I'm introspective and questioning. Ah, a gigantic understatement if you ask my husband, who is constantly fielding deep theological and tangled thoughts right as we should be falling asleep.
But he's out for the evening being awesome and helping with lights for a play- so I'm going to dump my questions on you for the time being.
I've been wrestling with this idea of giving up what we want- but still finding joy- still living life to its fullest. If I follow God- then I have to acknowledge that life isn't about me- that someone else ultimately has the say in what is right and wrong- and that there is a way that I should live, even if it isn't always what I would naturally want to do.

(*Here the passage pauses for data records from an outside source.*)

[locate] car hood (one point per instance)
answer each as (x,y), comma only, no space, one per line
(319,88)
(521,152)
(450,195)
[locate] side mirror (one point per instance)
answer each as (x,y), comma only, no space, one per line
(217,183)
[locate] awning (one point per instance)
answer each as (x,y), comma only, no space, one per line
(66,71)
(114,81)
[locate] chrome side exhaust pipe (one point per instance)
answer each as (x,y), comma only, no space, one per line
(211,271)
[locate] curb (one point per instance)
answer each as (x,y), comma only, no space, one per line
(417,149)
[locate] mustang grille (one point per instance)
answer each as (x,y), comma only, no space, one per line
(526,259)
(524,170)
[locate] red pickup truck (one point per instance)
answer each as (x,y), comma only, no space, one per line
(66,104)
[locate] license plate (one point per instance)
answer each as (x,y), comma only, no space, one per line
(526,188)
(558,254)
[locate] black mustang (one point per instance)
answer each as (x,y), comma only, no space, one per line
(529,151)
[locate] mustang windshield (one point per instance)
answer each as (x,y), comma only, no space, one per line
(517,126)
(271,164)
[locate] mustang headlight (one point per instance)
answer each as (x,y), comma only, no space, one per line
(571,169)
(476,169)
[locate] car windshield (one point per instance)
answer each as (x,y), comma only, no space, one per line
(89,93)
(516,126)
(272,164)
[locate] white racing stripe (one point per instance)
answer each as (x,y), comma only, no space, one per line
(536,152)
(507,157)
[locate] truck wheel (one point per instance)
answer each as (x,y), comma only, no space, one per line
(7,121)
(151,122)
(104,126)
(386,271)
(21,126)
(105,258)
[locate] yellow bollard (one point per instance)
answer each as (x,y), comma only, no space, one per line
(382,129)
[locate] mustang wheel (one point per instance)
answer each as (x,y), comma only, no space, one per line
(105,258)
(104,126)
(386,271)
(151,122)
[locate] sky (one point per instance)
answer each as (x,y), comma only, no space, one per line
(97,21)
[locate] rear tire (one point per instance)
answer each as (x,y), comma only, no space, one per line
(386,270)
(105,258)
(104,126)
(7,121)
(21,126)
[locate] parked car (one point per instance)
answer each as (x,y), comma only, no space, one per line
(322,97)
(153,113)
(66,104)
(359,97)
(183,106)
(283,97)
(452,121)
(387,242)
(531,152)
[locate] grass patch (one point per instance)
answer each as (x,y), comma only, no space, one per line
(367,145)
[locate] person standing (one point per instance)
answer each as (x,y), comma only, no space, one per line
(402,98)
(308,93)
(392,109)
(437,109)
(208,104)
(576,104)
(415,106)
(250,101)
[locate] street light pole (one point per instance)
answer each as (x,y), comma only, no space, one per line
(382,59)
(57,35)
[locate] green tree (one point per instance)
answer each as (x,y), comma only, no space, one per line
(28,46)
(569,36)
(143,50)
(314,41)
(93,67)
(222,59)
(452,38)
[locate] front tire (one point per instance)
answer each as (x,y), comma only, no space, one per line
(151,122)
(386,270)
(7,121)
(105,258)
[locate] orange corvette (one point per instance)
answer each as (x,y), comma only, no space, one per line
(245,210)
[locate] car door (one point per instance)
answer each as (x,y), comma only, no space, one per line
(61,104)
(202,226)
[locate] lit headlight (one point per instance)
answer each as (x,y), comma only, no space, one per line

But then, if you are like me, you can jump to the conclusion that anything that you really desire might be something you are supposed to give up. [Buying coffee, for instance? :-)] And I don't think that's really the conclusion we should come to either, because if God created us- and if he poured his passion and love into this world- then we are meant to reflect that in the things we love as well- in the things we are passionate about- in our families- in our art- in our work- in our daily lives.
And I also know that sometimes God wants us to give up something that we only THINK will make us happy- but still some things we give up are a sacrifice.
I guess I'm asking- how do you discern when "living to the fullest" or "chasing your passion" has become more about pursuing what you want, or more about pursuing what God wants?
I have a feeling it is a forever balancing act. But I'd love to know your thoughts. Help a girl out.